The numerator of first fraction \(x^{2}-9\) is a difference of squares and can be factored to \((x-3)(x+3)\). The denominator in the second fraction \(x^{2}+x-12\) has the roots \(x=-4, x=3\), which means it can be factored into \((x+4)(x-3)\). Substituting these into the original expression, we obtain \(\frac{(x-3)(x+3)}{x^{2}} \cdot \frac{x(x-3)}{(x+4)(x-3)}\).

Now multiply straight across.

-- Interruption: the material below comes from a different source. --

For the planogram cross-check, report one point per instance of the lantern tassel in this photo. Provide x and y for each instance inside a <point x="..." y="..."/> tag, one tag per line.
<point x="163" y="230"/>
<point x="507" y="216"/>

We multiply the numerators \( (x-3)(x+3) \) and \( x(x-3)\), and multiply the denominators \(x^{2}\) and \( (x+4)(x-3)\) to get \(\frac{(x-3)^2 \cdot x \cdot (x+3)}{x^{2} \cdot (x+4) \cdot (x-3)}\).

Now cancel out common factors from the numerator and the denominator. \((x-3)\) is common in the numerator and denominator and can be cancelled leaving \(\frac{x \cdot (x+3)}{x^{2} \cdot (x+4)}\).

Finally, simplify by cancelling out the common factor \(x\) in the numerator and denominator, resulting in the simplest form of the expression: \(\frac{x+3}{x \cdot (x+4)}\).